I would very much like feedback on this metatranscriptomic/DESEq2 issue from a biostat perspective.
I have 19 individual RNAseq samples corresponding to different locations in the environment. They were sequenced separately using Illumina Hiseq (barcoded), and then all reads were used to generate an assembled metatranscriptome.
Reads from each of the 19 samples were mapped to this metatranscriptome. Based on our annotations, we have many different microbial groups present.

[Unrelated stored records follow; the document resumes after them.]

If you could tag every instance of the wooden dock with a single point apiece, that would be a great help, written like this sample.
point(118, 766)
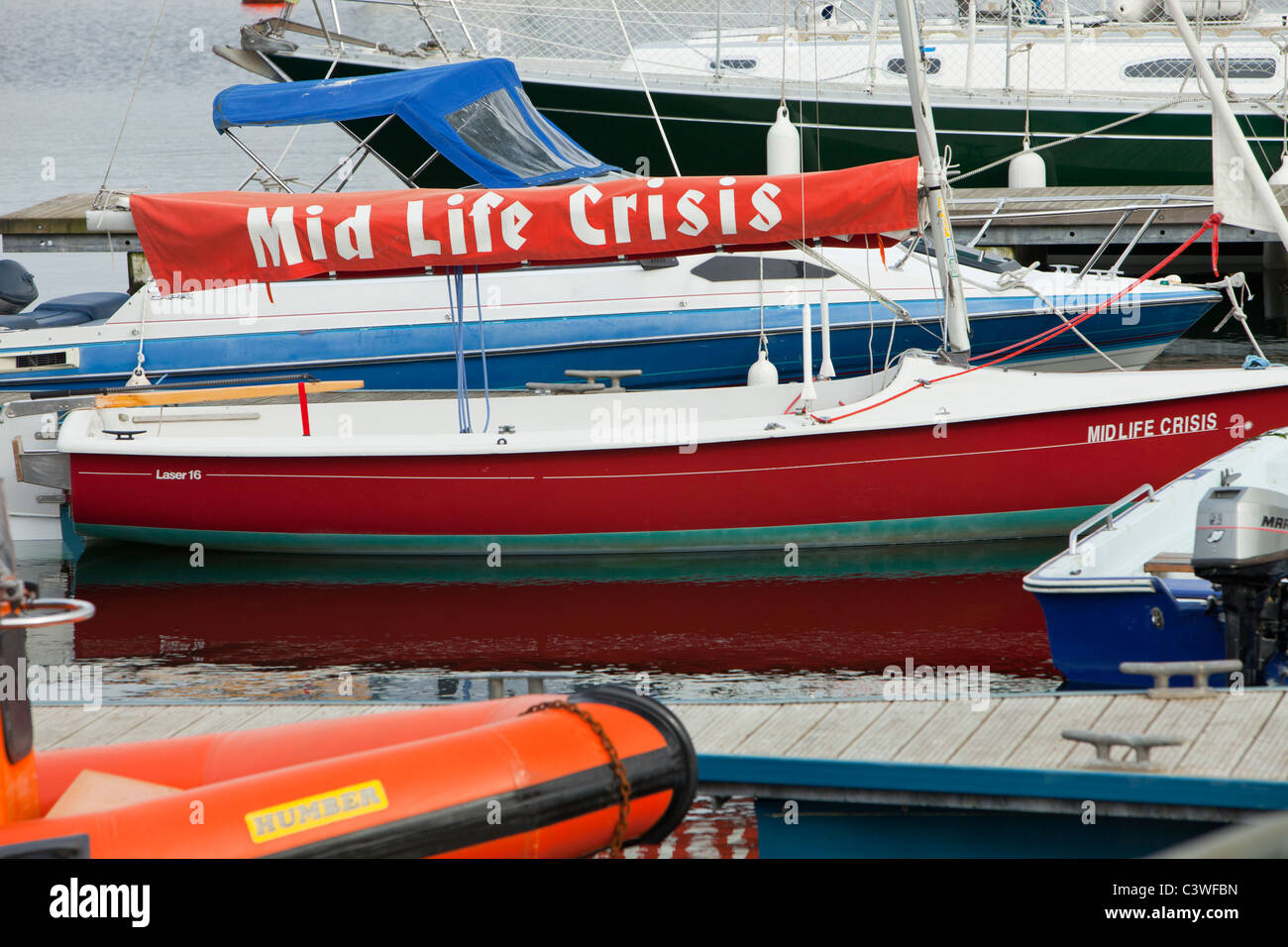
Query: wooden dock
point(1232, 761)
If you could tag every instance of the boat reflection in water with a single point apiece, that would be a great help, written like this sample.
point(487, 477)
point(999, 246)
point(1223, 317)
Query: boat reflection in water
point(692, 626)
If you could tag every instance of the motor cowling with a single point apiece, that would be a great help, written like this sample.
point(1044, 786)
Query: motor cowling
point(1240, 545)
point(17, 287)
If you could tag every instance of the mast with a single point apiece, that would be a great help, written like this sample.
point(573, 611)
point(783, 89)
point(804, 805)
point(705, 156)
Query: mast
point(957, 346)
point(1240, 192)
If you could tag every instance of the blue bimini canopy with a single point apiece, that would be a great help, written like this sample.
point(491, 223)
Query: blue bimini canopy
point(476, 114)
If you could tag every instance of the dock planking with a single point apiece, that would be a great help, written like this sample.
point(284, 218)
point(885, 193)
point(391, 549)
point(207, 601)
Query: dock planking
point(1227, 736)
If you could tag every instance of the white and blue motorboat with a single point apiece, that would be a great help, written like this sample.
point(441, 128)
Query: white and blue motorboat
point(692, 321)
point(1190, 573)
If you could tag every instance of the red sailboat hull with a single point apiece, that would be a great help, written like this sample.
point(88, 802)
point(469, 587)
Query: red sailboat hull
point(1016, 475)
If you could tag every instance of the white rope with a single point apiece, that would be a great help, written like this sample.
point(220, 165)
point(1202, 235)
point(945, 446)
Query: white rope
point(1072, 138)
point(130, 105)
point(647, 93)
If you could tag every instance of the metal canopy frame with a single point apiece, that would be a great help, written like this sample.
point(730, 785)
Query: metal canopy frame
point(364, 145)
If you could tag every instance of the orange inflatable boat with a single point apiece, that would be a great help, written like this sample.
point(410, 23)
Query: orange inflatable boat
point(520, 777)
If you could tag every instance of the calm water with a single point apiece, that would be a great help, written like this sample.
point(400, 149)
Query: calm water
point(691, 626)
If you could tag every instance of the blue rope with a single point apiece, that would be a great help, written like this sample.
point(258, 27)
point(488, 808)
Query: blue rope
point(478, 304)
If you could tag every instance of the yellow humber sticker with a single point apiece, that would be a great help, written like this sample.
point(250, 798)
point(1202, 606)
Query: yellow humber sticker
point(314, 812)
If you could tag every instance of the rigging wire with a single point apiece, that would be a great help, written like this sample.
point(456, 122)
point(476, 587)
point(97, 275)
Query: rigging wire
point(487, 394)
point(130, 103)
point(648, 95)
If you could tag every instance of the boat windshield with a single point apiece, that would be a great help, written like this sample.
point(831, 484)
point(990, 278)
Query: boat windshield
point(970, 256)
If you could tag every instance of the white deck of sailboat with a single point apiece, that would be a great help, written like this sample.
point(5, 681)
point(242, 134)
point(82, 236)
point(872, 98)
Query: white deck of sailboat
point(1225, 736)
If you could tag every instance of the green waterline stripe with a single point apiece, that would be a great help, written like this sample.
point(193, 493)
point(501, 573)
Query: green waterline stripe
point(957, 528)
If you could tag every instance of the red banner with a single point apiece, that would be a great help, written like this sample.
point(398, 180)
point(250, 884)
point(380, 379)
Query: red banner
point(193, 240)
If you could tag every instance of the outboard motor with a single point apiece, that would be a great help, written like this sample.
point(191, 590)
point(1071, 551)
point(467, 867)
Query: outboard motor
point(17, 287)
point(1240, 545)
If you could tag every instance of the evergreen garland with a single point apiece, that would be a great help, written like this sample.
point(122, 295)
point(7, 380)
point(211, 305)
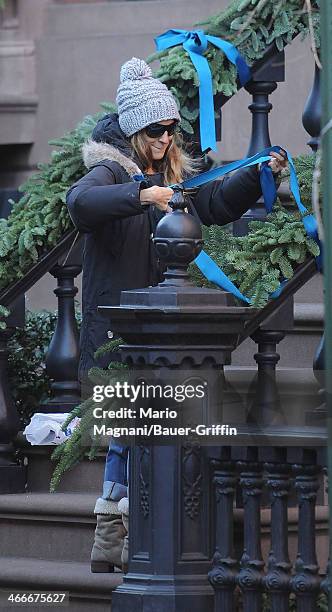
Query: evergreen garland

What I would like to do is compare transcript abundance across locations for each major taxonomic group. I have subsetted out contigs and their raw counts corresponding to the groups A, B and C. I have normalized counts for each group in DESeq2 and exported the pseudo-counts.
I would like to generate transcriptome profiles (heatmaps) for each of these groups and look for changes in normalized transcript abundance across sites and among groups. The question is, is it incorrect to display these pseudo-counts side-by-side each other in the same heat map? (I think yes.) Is there a better way to do this if you wish to directly compare normalized transcript abundance across independently-normalized taxonomic groups?
I don't think the answer is to normalize groups A,B,C all together and then later subset them out, because there may be important differences in expression tendencies between groups.
I am not actually interested in a pairwise analysis here, mainly just the changes in transcript abundance with location and group.
Apologies if there is an obvious answer here. Thank you so much for your time and thoughts.